In an article ‘Rethinking HS2’ Wand looks beyond Birmingham with his ‘NorthStart’ scheme. He similarly warns of intrinsic flaws in current thinking and argues for a substantially more useful and productive high-speed route for the British taxpayer between London and Birmingham; one which connects London Stansted and the research capital of Cambridge with the manufacturing Midlands.
He believes the presently outlined route, far from benefiting Birmingham will actually be to its detriment, worsening the north–south economic divide, rather than ameliorating it. Interestingly, Wand also comes out firmly in favour of Stratford International as the superior hub for access to HS2 and HS1 which would be situated on not just one seamless high-speed railway, but also served by London’s east-west Crossrail.
Along with this, other journals have raised concerns about serious miscalculations over costs and disruption in trying to adapt Euston as a terminus for HS2 and landing the country with a second-rate project.
Whatever lies ahead for the UK’s second high-speed railway remains to be seen. However, as we have mentioned, there are related implications for BML2 even though it is not on the same scale as HS2. The short cross-Thames connection between Lewisham – Canary Wharf – Stratford International is going to be needed anyway, not only because it would open up superior connections across London, but in order to deliver the rail capacity the capital needs.
With BML2, many towns and cities such as Chichester, Worthing, Horsham, Brighton, Croydon, Lewes, Eastbourne, Tunbridge Wells, etc, would be directly connected to Canary Wharf and Stratford – as would those north of the Thames. If Keegan and Wand are right, then ‘Stanwick’ (the Gatwick–Stansted dedicated air – rail link featured in New Civil Engineer last year) would also intersect with HS1 and HS2.
Similarly benefiting would be the spin-off ‘Thameslink 2’ – uniting counties on both sides of the Thames divide and taking pressure off London’s Farringdon core. This would serve all the new Docklands residences in a manner unsurpassable by any other development as further investment, growth and prosperity would naturally follow.

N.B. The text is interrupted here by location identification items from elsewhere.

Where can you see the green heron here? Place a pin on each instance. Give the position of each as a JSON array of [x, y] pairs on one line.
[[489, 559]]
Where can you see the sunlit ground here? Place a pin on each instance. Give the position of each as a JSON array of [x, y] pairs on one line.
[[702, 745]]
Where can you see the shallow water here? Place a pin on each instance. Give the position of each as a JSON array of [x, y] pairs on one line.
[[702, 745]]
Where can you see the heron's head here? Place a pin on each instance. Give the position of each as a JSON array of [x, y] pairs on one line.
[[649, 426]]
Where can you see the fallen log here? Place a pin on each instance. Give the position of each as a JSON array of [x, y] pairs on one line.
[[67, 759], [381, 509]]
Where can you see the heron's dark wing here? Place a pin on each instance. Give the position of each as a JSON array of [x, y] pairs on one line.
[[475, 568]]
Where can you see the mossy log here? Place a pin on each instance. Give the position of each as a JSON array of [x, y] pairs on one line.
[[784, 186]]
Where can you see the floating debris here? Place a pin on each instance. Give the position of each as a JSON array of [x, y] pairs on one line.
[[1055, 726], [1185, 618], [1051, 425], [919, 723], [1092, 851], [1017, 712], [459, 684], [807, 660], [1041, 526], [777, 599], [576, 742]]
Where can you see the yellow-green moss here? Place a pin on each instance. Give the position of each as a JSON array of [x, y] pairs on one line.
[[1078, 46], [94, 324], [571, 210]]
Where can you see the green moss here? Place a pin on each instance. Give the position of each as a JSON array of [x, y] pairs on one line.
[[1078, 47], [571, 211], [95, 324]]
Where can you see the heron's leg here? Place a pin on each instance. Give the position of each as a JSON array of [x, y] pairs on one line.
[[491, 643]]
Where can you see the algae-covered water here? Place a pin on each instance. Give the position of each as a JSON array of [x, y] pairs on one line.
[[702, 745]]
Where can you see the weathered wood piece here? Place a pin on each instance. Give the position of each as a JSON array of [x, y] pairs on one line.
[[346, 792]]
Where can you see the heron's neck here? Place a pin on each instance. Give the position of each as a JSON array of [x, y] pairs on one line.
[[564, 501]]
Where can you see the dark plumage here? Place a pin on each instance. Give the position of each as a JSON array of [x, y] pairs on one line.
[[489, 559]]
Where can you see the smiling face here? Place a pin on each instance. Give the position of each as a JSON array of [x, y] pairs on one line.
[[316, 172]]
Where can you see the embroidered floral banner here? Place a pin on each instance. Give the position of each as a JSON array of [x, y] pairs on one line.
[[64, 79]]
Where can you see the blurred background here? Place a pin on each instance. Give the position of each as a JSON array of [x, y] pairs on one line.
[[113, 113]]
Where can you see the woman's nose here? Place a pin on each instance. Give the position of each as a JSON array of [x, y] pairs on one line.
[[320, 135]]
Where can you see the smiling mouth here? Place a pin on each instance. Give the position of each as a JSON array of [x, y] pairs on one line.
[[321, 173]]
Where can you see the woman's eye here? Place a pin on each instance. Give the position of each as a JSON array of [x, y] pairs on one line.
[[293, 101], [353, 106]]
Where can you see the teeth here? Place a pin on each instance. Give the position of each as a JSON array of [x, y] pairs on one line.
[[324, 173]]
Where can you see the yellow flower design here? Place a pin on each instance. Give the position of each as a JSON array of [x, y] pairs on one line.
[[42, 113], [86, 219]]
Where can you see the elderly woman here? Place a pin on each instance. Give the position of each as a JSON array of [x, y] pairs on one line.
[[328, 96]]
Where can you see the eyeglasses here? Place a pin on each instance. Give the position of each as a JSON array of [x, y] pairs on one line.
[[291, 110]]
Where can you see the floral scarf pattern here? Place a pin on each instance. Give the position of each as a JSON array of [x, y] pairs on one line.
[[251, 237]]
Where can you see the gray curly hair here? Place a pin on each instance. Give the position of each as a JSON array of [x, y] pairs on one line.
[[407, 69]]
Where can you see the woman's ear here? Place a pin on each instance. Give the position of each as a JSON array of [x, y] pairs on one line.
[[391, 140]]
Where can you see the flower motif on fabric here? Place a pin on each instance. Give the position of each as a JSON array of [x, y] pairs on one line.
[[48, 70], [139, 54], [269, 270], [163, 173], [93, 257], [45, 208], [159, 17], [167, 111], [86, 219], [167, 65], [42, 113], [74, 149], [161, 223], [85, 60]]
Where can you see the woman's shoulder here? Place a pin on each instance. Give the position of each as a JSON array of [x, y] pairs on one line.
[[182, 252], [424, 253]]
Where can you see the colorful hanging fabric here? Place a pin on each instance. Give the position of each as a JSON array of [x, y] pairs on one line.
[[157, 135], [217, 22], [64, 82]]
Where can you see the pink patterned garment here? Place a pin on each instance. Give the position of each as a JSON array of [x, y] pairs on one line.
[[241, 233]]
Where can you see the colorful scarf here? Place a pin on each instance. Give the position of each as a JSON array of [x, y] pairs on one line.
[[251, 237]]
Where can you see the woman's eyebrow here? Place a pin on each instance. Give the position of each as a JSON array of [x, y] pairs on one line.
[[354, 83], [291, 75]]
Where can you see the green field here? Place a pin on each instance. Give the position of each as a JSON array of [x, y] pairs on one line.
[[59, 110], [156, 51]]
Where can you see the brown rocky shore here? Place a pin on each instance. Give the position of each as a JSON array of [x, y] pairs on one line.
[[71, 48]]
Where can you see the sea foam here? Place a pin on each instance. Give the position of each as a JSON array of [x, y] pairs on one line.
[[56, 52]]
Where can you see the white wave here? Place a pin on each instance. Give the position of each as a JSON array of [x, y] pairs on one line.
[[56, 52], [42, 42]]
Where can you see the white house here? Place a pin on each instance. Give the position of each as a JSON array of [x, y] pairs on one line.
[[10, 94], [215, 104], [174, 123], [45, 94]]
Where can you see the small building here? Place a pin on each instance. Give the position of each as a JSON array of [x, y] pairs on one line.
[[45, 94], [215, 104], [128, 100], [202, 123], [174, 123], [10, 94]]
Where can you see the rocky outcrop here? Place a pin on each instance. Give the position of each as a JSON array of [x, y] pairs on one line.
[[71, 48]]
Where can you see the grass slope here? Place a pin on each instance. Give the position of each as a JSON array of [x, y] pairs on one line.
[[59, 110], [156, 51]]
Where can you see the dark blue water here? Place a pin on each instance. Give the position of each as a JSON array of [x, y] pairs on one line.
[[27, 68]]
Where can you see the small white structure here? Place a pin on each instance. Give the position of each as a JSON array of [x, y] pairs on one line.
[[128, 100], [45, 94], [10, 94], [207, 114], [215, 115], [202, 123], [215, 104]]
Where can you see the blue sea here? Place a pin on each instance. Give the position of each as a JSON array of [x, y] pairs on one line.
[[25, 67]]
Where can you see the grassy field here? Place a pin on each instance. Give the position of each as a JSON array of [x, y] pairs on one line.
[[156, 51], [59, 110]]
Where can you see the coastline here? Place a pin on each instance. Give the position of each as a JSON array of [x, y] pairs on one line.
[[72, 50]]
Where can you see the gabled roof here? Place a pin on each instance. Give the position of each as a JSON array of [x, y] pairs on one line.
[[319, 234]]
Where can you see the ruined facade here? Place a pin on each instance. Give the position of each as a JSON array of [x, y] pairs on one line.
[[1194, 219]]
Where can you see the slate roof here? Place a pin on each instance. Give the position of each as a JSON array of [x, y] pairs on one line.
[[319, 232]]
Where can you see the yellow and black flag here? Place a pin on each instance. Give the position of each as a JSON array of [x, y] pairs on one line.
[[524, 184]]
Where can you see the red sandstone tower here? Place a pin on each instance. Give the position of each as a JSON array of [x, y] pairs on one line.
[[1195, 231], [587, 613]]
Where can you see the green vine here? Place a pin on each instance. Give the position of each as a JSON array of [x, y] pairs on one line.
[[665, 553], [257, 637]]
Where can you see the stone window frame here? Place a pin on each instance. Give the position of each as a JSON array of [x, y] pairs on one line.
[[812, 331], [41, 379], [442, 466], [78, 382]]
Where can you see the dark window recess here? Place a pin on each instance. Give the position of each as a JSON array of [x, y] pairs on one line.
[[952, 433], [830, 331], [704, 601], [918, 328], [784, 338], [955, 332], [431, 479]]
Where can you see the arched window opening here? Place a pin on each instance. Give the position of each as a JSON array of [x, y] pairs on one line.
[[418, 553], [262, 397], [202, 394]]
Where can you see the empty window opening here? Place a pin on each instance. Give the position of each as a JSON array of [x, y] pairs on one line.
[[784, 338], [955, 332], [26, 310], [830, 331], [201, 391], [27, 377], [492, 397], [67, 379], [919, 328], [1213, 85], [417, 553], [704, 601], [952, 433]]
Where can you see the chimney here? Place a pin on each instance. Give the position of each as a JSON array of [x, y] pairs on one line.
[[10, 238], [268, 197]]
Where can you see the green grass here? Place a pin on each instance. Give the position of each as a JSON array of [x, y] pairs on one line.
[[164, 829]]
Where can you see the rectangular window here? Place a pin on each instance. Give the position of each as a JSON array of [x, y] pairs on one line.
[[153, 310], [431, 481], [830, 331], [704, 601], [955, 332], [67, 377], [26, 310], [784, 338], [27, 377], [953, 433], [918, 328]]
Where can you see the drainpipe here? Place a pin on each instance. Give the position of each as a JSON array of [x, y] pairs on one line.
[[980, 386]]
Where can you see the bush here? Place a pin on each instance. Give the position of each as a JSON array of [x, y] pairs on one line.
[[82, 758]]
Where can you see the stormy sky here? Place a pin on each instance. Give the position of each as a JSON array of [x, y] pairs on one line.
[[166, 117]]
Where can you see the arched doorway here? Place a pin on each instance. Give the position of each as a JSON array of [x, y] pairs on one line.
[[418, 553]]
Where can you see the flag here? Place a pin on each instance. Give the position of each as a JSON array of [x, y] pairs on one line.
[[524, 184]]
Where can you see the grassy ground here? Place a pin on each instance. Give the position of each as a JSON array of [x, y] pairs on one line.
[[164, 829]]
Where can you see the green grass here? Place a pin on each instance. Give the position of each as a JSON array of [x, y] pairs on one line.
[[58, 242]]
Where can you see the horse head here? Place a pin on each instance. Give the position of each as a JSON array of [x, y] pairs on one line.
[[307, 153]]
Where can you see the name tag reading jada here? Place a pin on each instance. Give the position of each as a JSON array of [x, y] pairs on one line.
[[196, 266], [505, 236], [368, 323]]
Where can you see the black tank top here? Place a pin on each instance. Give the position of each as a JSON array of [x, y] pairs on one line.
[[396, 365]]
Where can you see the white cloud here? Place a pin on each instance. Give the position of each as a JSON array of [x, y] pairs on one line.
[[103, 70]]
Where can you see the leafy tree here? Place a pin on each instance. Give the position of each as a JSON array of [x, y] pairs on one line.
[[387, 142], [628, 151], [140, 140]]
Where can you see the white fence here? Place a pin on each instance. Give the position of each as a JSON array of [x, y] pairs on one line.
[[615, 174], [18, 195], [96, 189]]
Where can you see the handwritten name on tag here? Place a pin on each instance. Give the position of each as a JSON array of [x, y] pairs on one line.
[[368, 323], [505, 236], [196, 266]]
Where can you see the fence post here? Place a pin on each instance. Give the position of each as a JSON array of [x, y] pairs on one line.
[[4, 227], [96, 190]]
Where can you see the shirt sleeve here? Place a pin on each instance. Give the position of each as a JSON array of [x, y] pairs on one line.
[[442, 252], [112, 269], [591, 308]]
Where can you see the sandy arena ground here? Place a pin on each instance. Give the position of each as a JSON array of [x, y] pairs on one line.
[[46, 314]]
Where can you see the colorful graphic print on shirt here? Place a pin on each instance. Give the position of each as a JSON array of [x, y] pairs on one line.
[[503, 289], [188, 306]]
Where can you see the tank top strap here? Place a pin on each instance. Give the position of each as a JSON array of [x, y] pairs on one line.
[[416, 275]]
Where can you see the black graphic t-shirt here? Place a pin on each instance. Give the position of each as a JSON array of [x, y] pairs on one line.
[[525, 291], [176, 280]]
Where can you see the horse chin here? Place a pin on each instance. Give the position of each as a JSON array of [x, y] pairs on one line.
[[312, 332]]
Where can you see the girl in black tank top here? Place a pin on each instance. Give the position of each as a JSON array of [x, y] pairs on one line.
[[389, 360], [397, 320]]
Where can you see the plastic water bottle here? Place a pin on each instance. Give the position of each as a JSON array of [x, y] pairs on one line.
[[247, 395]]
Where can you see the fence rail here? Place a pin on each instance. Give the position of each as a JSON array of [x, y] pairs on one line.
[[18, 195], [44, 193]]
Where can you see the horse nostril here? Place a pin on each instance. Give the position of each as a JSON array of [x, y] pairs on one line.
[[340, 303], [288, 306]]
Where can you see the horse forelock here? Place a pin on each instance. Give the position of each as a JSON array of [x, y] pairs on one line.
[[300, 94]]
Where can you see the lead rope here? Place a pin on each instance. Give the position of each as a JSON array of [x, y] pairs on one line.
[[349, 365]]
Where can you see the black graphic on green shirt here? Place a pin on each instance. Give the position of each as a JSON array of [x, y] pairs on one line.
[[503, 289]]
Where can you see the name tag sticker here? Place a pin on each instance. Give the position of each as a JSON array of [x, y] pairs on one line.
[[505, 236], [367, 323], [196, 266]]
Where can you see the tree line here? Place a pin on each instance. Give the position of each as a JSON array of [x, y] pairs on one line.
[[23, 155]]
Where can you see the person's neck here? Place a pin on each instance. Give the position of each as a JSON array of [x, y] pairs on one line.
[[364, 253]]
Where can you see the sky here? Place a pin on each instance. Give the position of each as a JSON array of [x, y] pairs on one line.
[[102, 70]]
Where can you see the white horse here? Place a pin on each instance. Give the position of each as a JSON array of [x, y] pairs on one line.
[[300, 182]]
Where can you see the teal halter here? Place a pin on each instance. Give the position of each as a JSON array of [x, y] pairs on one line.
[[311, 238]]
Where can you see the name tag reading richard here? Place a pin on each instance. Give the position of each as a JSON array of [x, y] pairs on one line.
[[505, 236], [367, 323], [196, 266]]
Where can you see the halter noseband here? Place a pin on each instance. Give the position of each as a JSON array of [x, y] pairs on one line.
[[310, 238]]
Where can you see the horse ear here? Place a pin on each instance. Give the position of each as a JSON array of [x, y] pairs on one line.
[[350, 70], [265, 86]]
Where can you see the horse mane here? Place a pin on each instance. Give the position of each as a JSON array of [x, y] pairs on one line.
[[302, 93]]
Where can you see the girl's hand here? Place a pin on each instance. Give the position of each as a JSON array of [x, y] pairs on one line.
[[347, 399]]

BML2 may not have the wow factor of a high-speed project, but it’s critically important to the south as the only means of providing sufficient capacity and the all-important new connections into the capital from an overcrowded and congested part of the country. And although BML2 is not in the same league as HS2, as Christian Wolmar perceptively pointed out, it nevertheless has the potential to deliver even higher benefits pound-for-pound.
As we have seen recently, cross-party consensus backing BML2 is gathering pace as its opportunities and benefits are gradually being appreciated. We just hope that those responsible for strategic transport planning will listen, get it right and, as Keegan says, not land us with lost opportunities.